Figure 5.. Ssd1 affects mRNA localization.

(A) Representative Western blot showing Ssd1-GFP and markers of mitochondria, ER, and vacuole as detected in organelle-depleted and organelle-enriched fractions from SSD1-GFP or untagged-Ssd1 strains (see Methods). Ssd1 fragments migrating below the expected top band emerge during the fractionation incubations. (B) Representative smFISH showing bud-localized MMR1 transcript in wild-type and ssd1Δ aneuploids. (C) Quantification of percent buds lacking MMR1 from smFISH (see Materials and methods). (D) Percent of cells lacking Rhodamine staining. Histograms represent average and SEM across biological triplicates; *, p<0.02, Fisher’s exact test.
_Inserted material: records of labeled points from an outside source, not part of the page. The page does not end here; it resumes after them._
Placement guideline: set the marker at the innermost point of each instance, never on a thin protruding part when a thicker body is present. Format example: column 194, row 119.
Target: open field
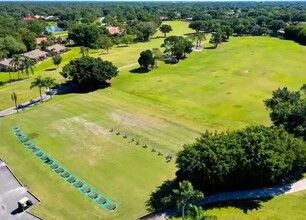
column 282, row 207
column 213, row 89
column 120, row 56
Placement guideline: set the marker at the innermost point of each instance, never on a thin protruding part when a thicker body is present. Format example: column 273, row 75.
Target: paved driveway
column 11, row 191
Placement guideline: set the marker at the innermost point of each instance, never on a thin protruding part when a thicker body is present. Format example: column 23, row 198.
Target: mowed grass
column 214, row 89
column 120, row 56
column 281, row 207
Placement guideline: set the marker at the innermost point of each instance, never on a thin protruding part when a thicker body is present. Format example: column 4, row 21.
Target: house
column 5, row 64
column 36, row 55
column 41, row 39
column 113, row 30
column 56, row 49
column 29, row 18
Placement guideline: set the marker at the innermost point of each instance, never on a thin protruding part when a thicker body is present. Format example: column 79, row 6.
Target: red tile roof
column 114, row 30
column 40, row 39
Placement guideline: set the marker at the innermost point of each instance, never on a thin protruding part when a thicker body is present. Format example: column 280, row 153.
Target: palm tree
column 185, row 195
column 57, row 59
column 49, row 83
column 195, row 212
column 28, row 66
column 40, row 83
column 84, row 51
column 216, row 39
column 14, row 99
column 15, row 63
column 198, row 37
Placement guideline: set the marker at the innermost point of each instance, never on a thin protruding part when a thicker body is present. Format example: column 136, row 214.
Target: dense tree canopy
column 288, row 110
column 177, row 47
column 249, row 158
column 89, row 73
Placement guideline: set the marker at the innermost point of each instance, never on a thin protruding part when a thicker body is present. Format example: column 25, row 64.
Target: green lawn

Figure 6.. Protein misfolding and mitochondrial dysfunction sensitize aneuploids.

(A) Average and standard deviation of relative growth rates in rich YPD medium or with 1 ug/mL NTC. The expected (Exp, light gray) additive effect was calculated based on the fold-drop in growth rate of NTC-treated euploid cells applied to the wild-type aneuploid growth rate in the absence of NTC. (B) Representative Hsp104-GFP foci triggered by 1 ug/mL NTC or 25 uM CCCP and quantification in YPS1009_Chr12 (average and SEM). (C) Average relative growth rate over three generations for indicated treatments or additive expectation (Exp, paired T-test). (D) Relative final optical density after overnight CCCP + NTC treatment in euploid (Eu) and aneuploid (An) strains (see Materials and methods).